Charlottesville: In the Absence of Reason Try Reconciliation

Charlottesville goes down in history now. Once again we have people on both sides hell-bent on confrontation–shouting, raging,… you can almost hear their blood boiling as fists are clenched, the curses fly, and the trigger fingers start itching.

What an exercise in futility!   The anitfas are not going to change anyone’s mind this way.   They are just going to make more people on the margins become actively sympathetic to the alt-right.  We all know that the good people of Charlottesville did not want to let a white nationalist march go unchallenged, but where does this kind of angry challenge get us?  Innocent people dead and injured.

Ideally, rational people would sit down and talk about their differences and come to a way of working them out. But there comes a time when reason is absent, when people are so brainwashed, so ignorant, or so worked up they can’t think straight. What do you do then?

Suppose someone stands up in a meeting and says something outrageous, like “We should kill all the _________” (fill in the group of your choice).  There are several options for how to deal with it:

1) ignore it.

2) suppress it.

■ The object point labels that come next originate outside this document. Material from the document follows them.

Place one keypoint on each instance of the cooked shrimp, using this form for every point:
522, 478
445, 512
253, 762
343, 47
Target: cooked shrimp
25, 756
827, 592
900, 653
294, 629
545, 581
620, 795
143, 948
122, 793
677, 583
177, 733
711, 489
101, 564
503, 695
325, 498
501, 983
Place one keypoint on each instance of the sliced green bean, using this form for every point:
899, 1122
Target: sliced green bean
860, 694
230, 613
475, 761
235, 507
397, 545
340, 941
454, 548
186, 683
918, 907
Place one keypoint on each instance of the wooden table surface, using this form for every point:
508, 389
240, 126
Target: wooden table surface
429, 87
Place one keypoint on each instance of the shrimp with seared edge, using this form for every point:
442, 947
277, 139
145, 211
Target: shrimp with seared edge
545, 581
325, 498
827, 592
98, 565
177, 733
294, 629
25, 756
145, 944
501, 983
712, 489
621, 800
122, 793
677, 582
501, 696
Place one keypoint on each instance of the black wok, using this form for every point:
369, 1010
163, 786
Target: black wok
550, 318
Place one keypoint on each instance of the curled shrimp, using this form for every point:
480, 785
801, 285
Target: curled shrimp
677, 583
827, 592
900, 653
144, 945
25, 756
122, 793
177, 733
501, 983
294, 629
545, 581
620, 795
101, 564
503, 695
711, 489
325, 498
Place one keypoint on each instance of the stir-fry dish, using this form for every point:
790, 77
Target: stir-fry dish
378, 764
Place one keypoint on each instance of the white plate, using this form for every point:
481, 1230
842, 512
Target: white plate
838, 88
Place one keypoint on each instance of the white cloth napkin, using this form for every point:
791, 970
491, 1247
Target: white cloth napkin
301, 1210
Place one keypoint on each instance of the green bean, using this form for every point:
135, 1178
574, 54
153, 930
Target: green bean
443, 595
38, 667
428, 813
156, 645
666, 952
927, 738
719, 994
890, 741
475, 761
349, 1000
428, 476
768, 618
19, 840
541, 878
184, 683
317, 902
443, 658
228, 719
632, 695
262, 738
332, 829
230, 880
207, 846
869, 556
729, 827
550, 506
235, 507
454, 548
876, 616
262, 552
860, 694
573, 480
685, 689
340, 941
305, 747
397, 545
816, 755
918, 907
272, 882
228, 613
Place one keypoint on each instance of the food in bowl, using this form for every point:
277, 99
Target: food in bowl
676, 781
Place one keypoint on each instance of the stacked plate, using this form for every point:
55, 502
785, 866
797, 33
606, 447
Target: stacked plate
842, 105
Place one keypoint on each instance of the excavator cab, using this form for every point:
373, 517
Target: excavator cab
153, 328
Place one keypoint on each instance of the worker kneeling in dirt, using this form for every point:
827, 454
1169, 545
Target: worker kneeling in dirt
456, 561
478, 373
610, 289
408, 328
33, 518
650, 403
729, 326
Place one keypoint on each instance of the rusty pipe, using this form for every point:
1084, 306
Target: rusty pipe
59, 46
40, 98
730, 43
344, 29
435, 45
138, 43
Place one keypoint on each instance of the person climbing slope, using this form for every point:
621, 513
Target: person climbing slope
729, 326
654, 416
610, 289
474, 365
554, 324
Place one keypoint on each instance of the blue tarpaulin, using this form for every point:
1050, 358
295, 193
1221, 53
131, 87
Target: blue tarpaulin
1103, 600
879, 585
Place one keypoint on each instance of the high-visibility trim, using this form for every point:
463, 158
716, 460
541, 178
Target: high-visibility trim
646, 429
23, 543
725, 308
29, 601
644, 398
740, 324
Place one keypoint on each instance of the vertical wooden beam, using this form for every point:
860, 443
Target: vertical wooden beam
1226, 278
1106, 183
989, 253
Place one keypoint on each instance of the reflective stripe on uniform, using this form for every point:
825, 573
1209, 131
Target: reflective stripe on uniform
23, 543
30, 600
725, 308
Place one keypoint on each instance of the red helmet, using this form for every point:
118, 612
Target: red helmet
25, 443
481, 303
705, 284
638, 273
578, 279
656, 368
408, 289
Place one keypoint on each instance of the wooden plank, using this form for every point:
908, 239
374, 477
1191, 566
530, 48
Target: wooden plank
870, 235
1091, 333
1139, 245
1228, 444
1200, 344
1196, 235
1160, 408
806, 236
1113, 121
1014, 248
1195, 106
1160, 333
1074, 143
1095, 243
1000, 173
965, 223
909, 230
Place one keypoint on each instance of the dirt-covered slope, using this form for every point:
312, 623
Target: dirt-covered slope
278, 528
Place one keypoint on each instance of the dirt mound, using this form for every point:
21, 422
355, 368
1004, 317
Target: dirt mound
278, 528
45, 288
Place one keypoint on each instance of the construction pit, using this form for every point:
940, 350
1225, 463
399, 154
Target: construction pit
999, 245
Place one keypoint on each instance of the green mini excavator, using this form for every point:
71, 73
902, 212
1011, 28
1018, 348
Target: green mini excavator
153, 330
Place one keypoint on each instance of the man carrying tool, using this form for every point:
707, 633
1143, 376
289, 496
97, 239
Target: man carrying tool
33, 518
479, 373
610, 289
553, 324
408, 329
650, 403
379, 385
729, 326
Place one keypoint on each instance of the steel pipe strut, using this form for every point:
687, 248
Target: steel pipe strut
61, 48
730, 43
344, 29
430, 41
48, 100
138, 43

We are loath to do that in our country because of the First Amendment.

3) shout them down. That’s what the counter-protesters were trying to do in Charlottesville.

4) indicate your disapproval publically but silently.   Stand up in the meeting and turn your back. Line the march with counter-protesters but silently fold your arms, shake your heads.

The fourth way is the best and is something I’ve heard the Quakers sometimes do. The third will almost surely lead to increasingly violent conflicts and ultimately deaths. It breathes oxygen into a smoldering fire.    The second way has its place, and every country in the world does outlaw certain kinds of speech, but this will lead to underground movements espousing forbidden causes. The first runs the risk of outrageous viewpoints spreading, which also is the case with the third.

This issue of the Confederate monuments is a difficult one. Of course Robert E. Lee was on the wrong side of history, defending a horrible institution, but is there a better way to go about this than rubbing the noses of the soldiers’ descendents in their defeat?

How about a competition to commemorate all sides in the War Between the States—more monuments to be placed near Lee’s, representing slavery, emancipation and most importantly, reconciliation.   I believe the leaders of Charlottesville are wise enough to realize that simply telling the alt-right to “Go home!” as the governor of Virginia did is not the answer. They ARE home and we have to live with them, just as they have to live with us.